もとより、私は特別な才能や秀でた能力を持っているとは思っていない。自分にあるのはSFに対する“夢”と“好き”という、想いだけだ。一度しかない人生ならば、とことん自分の生き方を試してみたいのだ。もし、自分の人生に価値があるならば、それを実証してみたい。私が、今、ここにいて、生きているのには理由があるはずだ。運命論ではないが、生かされているからには、なすべきことがあるはずだと思っている。

私がなすべきこととは、なんなのか?

それを確かめるには、生き続けて、生き様を見届けるしかない。

今現在、二度目のどん底状態にある。上京してきたときとは状況が異なるが、抜けだそうとして抜けだせないことでは共通している。ただ抜けだすだけではダメなのだ。狭い鳥かごから、広い鳥かごに移るのではなく、鳥かごから抜けだして空に飛ばなくてはならない。それには大きなリスクがともなう。飛び立っても、途中で力尽きてしまうかもしれないからだ。
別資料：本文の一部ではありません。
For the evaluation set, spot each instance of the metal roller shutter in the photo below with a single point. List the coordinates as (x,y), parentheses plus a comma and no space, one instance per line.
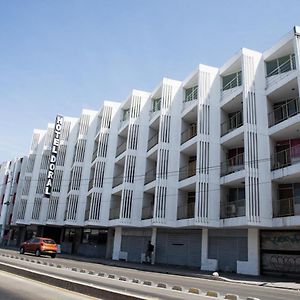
(179,248)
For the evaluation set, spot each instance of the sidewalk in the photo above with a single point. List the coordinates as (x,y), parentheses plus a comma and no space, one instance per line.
(268,281)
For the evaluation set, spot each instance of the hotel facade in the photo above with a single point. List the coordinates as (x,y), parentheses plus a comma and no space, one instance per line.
(207,169)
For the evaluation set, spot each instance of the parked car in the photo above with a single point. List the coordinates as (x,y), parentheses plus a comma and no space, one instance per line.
(38,246)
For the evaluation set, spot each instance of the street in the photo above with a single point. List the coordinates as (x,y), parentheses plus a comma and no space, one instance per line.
(13,287)
(223,288)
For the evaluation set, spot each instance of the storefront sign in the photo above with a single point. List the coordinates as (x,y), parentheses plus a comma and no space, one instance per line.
(53,156)
(280,240)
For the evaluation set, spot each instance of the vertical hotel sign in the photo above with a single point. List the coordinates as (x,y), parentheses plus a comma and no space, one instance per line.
(53,155)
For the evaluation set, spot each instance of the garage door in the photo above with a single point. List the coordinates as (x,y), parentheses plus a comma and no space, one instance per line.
(228,247)
(134,246)
(280,253)
(181,248)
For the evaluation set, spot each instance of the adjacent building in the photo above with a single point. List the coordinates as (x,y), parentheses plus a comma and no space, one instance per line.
(207,169)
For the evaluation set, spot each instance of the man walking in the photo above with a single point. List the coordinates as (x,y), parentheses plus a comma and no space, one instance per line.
(150,249)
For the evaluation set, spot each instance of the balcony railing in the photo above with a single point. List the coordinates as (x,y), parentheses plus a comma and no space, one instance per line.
(187,171)
(150,176)
(118,180)
(121,148)
(114,213)
(94,154)
(91,183)
(232,209)
(189,133)
(232,123)
(152,141)
(287,157)
(147,212)
(286,207)
(233,164)
(284,112)
(186,211)
(235,82)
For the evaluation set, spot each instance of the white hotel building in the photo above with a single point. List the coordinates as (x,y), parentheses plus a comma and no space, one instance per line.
(208,169)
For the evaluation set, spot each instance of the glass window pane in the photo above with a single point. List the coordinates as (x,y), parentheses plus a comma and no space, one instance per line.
(271,67)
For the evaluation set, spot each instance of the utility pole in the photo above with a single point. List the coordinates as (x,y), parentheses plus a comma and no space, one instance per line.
(7,201)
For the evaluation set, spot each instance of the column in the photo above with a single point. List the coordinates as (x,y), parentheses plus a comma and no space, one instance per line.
(117,243)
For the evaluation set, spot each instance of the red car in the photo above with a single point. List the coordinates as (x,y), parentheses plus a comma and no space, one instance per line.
(38,246)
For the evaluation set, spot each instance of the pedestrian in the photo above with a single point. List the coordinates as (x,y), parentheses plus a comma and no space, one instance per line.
(150,249)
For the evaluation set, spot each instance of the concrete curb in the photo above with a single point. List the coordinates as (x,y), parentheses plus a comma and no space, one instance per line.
(202,276)
(70,285)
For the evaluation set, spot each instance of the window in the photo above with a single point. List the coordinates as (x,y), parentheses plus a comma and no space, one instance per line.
(94,236)
(191,93)
(125,114)
(281,65)
(232,80)
(156,104)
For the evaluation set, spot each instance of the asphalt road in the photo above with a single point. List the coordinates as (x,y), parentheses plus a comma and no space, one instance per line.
(13,287)
(244,291)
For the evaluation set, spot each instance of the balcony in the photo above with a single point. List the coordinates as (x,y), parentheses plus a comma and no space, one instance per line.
(153,141)
(232,80)
(286,207)
(147,212)
(284,111)
(186,211)
(187,171)
(118,180)
(233,164)
(232,209)
(287,157)
(150,176)
(114,213)
(189,133)
(121,148)
(233,122)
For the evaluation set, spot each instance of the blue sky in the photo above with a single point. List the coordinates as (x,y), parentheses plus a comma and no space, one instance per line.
(60,56)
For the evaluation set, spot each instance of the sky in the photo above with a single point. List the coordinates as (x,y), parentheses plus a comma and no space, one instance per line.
(61,56)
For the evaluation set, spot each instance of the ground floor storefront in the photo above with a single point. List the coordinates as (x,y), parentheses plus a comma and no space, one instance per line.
(244,251)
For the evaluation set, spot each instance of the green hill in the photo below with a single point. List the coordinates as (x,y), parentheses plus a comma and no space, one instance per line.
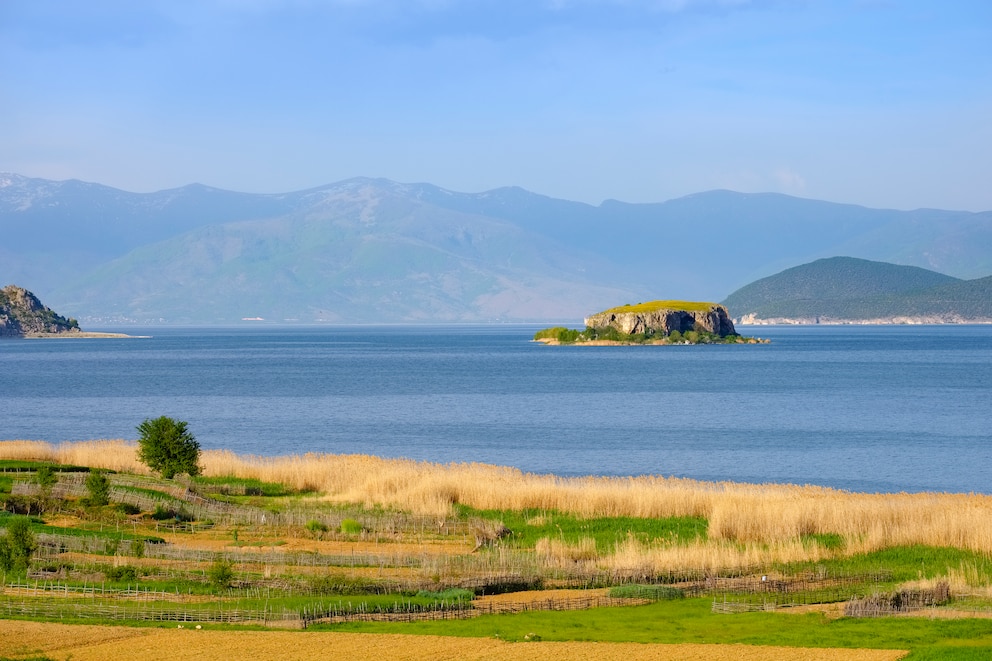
(848,289)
……などと、偉そうなことを書いているが、こうして書くことで再確認しているのだ(笑)。

どんなに苦労しても、最後に笑えればいいのだ。

問題は、いつ笑える日が来るかということである。

なんとかなるさ。なんとかしてみせる。

私は深刻に悩むタイプではない。基本的に楽天家なのだから(笑)。